Lithium increases gray matter in the brain

Able to stabilize the mood swings of many people with manic depression, lithium revolutionized psychiatric therapy when the drug came on the scene several decades ago. Yet neuroscientists remain perplexed at how this potent medication works.

Scientists in Detroit have now provided a clue that could help resolve that mystery. They find that about a month of treatment with the drug increases the volume of gray matter in a person’s brain. Gray matter, the so-called thinking part of the brain, is made up primarily of the main bodies of nerve cells and their short connections.

“This is a highly significant finding and may shed light on the therapeutic mechanism of lithium,” says De-Maw Chuang of the National Institute of Mental Health in Bethesda, Md. Another study by some of the Detroit scientists hints that lithium stimulates production of new brain cells. This observation raises hope that the drug can treat strokes, Alzheimer’s disease, and other conditions that kill brain cells. It may also support a radical new theory that the birth and death of brain cells underlie depression.

There have been hints before that lithium safeguards nerve cells.
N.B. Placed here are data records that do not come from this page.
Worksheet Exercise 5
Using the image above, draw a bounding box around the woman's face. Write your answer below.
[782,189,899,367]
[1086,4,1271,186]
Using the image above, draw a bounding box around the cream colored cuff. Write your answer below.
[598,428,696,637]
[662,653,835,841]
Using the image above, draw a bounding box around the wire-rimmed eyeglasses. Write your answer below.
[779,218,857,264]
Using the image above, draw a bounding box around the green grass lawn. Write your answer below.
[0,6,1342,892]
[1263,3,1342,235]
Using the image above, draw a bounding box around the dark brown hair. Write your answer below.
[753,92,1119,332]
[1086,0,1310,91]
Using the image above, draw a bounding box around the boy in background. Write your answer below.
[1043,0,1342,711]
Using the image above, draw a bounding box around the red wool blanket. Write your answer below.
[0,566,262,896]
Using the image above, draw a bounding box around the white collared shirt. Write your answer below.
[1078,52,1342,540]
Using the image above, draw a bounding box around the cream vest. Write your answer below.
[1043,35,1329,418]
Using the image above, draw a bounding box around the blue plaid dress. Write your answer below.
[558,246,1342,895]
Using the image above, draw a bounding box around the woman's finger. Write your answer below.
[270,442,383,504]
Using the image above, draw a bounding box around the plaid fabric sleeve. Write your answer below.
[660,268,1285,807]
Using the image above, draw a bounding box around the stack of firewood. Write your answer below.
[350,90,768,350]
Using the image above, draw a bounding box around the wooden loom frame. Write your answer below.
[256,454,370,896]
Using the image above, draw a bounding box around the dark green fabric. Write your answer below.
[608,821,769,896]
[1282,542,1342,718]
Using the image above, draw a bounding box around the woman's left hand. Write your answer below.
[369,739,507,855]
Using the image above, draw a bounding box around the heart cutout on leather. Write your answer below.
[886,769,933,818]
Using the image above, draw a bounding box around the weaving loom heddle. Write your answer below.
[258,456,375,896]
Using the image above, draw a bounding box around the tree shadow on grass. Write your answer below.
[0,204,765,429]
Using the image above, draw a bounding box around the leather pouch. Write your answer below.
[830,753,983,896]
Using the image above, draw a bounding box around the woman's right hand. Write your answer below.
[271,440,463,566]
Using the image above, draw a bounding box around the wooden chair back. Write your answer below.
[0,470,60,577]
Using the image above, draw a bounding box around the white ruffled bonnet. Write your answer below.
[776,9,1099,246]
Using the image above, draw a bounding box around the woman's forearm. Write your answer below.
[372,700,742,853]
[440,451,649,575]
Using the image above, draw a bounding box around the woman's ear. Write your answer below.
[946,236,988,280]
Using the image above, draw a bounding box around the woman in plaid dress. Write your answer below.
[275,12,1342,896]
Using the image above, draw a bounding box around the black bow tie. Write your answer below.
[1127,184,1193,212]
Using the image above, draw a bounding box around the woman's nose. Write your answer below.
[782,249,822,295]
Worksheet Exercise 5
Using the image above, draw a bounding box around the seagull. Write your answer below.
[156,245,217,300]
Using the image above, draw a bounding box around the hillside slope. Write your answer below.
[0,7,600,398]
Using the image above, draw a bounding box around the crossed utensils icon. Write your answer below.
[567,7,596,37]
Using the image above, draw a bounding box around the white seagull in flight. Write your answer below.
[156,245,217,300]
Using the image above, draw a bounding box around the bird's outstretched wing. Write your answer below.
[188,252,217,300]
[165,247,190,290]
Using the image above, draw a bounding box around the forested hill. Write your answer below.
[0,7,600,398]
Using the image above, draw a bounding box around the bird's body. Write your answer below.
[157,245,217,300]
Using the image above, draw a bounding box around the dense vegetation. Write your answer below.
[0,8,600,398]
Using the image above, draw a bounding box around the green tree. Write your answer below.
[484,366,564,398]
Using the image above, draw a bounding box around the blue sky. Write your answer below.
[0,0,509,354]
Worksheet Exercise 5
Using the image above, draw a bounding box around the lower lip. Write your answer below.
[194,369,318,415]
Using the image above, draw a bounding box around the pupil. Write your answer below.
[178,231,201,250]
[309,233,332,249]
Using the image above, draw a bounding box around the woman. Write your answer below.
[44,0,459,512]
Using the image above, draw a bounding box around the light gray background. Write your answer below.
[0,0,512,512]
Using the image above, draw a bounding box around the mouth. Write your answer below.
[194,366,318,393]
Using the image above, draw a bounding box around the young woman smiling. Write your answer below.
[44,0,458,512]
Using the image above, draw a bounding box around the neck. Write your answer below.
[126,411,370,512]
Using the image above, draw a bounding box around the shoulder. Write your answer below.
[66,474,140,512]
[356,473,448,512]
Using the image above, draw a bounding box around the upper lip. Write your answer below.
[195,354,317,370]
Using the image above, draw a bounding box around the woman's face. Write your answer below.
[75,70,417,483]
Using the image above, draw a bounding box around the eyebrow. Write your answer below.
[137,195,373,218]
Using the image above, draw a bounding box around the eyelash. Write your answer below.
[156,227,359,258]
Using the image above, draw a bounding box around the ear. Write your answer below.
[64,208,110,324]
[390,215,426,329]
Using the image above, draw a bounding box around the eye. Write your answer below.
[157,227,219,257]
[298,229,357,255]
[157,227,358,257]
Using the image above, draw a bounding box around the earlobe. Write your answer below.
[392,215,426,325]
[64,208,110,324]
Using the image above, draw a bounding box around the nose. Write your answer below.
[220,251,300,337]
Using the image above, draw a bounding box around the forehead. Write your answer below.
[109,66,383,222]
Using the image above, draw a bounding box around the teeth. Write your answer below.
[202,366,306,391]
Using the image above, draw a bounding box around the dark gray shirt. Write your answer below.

Two years ago, Chuang’s group showed that the drug protects nerve cells from fatal overstimulation by the brain chemical glutamate (SN: 3/14/98, p. 165: https://www.sciencenews.org/pages/sn_arc98/3_14_98/fob3.htm). Husseini K. Manji of Wayne State University in Detroit and his colleagues then found that lithium-treated nerve cells overproduce a protein, bcl-2, that helps cells resist signals to commit suicide.

Manji next joined with his colleague Gregory J. Moore to carry out a brain-imaging study of people starting lithium treatment for manic depression. After 4 weeks, about the time it takes for lithium’s mood-stabilizing effects to emerge, the drug had increased the volume of brain gray matter by about 3 percent in 8 of the 10 people studied, the researchers report this week at the Society for Neuroscience meeting in New Orleans. They also describe this result in the Oct. 7 Lancet.

“This is the first demonstration of a pharmacological increase of human brain matter,” says Moore. The researchers propose that most of the increased volume results from nerve cells sprouting additional branches to nearby cells, a sign of healthy brain cells. A small part of the increased gray matter may even consist of new brain cells.

In New Orleans, Manji’s group reported that lithium boosted new nerve cell production in one brain region of rodents. Mice receiving lithium had about 25 percent more new brain cells in the hippocampus than untreated mice did.

In past mouse studies, a diverse slate of proven antidepressant therapies, including electroconvulsive therapy, exercise, and drugs such as Prozac, has triggered the birth of nerve cells in the hippocampus.

This earlier work and other evidence have prompted some scientists to theorize that depression stems from problems with a brain’s natural ability to generate new cells in the hippocampus. That remains speculation, however. Indeed, only recently have scientists accepted that the adult human brain can grow new cells (SN: 10/31/98, p. 276).

Lithium’s ability to protect nerve cells and increase production of new ones may make the drug useful in more illnesses than manic depression, suggests Moore. Chuang, for example, reported last year that lithium reduces brain-cell loss in a rodent version of Huntington’s disease.

The drug also protects rodent brains from cell death after a stroke, even if researchers wait to administer the drug. “We can give lithium up to 3 hours after the onset of stroke,” says Chuang.

Manji proposes testing lithium in people with Alzheimer’s and Parkinson’s diseases and amyotrophic lateral sclerosis, more commonly known as Lou Gehrig’s disease.